製造現場でのAIモデルの運用を支援する仕掛けとして、運用管理ソフトウェア「COLMINA 現場品質AI」も導入した。複数の設備に組んだAIモデルを一元管理できるようにした。予測精度を維持できているかどうかを、AIモデルの推論結果と検査結果を照らし合わせて常に監視する。蓄積した予測結果からAIモデルのチューニング時期を判断し、必要に応じてAIモデルの再学習と展開を実施できる。

実運用前には実証実験も実施した。2019年12月から2020年12月にかけてAIモデルの実証を群馬製作所大泉工場で実施した。1年間の量産での研削加工工程において、AIモデルが高精度に加工品質を予測可能で、実運用でも確実な品質保証が期待できるという結果を得た。

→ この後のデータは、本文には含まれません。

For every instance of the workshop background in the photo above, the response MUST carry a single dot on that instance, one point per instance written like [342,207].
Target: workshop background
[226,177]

さらに、量産運用を想定した「COLMINA 現場品質AI」の開発・実証を2020年8月から2021年12月にかけて実施した。精度維持のための定期的な確認、精度低下時のAIモデルの再学習、エッジデバイスへの再導入、などを繰り返し実施する仕組みを検証した。AIモデルを組み込んだ各種設備のデータをリアルタイムに処理する仕組みも検証した。

SUBARUと富士通は今後、今回の取り組みをリファレンスとし、カムシャフト以外の部品を含めた群馬製作所全体に横展開を推進する。